Ну а кроме того, меня ведь ждал еще обещанный Лазаром таинственный подарок, который внезапно пробудил во мне надежду снова вернуться в больницу окольным путем, который пролегал через Англию и лондонскую больницу. Это был госпиталь Святого Бернардина, врачебный и административный директор которого, пожилой джентльмен по имени сэр Джоффри, несколько лет тому назад посетил Иерусалим и влюбился в эту страну Он щедрой рукой пожертвовал нашей больнице комплект новейшего оборудования и различные медикаменты, пополнил книгами больничную библиотеку, а затем, желая упрочить связи в дальнейшем, уговорил Лазара согласиться на обмен специалистами.
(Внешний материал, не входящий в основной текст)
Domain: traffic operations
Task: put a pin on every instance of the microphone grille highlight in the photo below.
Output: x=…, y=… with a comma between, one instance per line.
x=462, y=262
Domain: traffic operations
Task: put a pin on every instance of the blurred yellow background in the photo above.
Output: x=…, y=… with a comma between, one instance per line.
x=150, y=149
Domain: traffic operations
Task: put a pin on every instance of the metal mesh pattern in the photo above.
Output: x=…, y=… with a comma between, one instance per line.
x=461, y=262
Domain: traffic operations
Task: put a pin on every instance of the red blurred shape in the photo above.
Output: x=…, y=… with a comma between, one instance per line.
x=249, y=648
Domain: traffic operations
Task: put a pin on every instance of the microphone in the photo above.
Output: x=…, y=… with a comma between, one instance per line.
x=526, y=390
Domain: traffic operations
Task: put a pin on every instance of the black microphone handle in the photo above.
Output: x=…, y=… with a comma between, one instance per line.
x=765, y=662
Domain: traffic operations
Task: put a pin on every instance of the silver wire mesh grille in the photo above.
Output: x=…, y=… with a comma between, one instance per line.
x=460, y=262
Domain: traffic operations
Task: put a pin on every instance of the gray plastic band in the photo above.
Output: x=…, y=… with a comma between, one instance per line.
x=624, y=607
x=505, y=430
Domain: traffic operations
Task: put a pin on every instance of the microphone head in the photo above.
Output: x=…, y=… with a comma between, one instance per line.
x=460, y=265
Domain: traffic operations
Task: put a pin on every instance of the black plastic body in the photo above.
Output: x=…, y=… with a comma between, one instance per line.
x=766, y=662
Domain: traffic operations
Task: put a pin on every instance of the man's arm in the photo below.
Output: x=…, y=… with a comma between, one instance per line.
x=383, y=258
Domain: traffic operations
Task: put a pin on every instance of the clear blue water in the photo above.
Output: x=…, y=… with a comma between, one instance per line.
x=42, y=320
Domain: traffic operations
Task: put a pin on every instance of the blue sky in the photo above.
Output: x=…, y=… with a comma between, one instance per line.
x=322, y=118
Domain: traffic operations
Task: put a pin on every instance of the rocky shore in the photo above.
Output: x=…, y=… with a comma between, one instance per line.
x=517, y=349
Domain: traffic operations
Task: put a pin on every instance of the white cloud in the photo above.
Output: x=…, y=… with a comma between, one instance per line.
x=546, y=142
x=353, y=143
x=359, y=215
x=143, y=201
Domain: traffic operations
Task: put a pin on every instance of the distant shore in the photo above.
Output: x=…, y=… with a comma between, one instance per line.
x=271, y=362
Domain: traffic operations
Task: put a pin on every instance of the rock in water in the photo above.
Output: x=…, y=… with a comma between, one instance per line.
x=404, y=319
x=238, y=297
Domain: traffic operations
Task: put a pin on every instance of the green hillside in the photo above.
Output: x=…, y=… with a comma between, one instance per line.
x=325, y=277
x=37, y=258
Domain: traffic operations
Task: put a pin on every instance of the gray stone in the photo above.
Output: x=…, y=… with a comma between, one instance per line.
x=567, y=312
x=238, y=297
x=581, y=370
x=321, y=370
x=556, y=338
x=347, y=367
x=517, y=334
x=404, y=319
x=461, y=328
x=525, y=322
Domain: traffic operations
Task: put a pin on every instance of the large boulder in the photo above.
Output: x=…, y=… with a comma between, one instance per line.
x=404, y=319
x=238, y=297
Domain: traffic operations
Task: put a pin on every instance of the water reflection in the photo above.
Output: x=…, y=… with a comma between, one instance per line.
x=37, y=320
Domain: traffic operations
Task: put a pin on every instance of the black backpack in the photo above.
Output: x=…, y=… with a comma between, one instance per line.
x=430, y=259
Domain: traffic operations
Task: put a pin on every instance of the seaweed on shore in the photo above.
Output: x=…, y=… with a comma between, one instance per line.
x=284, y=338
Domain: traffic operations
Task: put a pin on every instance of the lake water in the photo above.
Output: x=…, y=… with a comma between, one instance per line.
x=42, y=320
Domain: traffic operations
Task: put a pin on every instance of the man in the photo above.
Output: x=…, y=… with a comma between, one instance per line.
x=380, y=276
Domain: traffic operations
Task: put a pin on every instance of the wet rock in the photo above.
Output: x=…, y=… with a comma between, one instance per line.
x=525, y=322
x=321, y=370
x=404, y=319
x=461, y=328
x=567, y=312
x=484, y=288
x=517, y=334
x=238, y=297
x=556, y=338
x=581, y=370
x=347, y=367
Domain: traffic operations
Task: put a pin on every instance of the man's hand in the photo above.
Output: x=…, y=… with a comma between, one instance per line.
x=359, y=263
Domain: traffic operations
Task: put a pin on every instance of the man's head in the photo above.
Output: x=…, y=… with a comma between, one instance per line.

В рамках этого соглашения врач из Англии начал с недавнего времени работать у профессора Левина в терапевтическом отделении, где уже успел зарекомендовать себя с самой лучшей стороны, в то время как наш доктор Сэмюэл должен был отправиться в Лондон со всей своей семьей на ожидавшее его место. Но в последнюю минуту произошла накладка. Несмотря на заверения английской стороны, там не сумели надлежащим образом оформить разрешение на работу доктора из Израиля так, чтобы он мог получать за нее полную ставку, и к стыду и горю английского коллеги Лазара он мог только отозвать своего врача обратно, навеки покрыв себя позором. Вот тут-то и блеснул хитроумный Лазар, вспомнивший о моем британском паспорте, который он видел в Риме у индийского консула. А вспомнив, сказал себе следующее: „Доктор Рубин — вот кто им нужен, а вовсе не доктор Сэмюэл. Доктор Рубин! Идеальная кандидатура для подобной работы. О лучшем не приходится и мечтать — удача просто сама падает ему в руки, словно дар небес — возможность поработать в такой, пусть даже чуть-чуть старомодной больнице, тем не менее вполне достойном заведении и на достойном месте под покровительством самого директора, который будет ему вторым отцом. И пусть все это продлится не более десяти месяцев — не беда, в любом случае это послужит во славу нашей больницы, после чего доктор Рубин сможет — пусть как бы с черного хода — снова вернуться из своей командировки, бюрократам здесь придраться будет не к чему. А поскольку в государстве Израиль никто, кроме Всевышнего, не отважился бы предсказать будущее — более чем возможно, что к моменту возвращения из Англии место в одном из отделений для него так или иначе найдется“.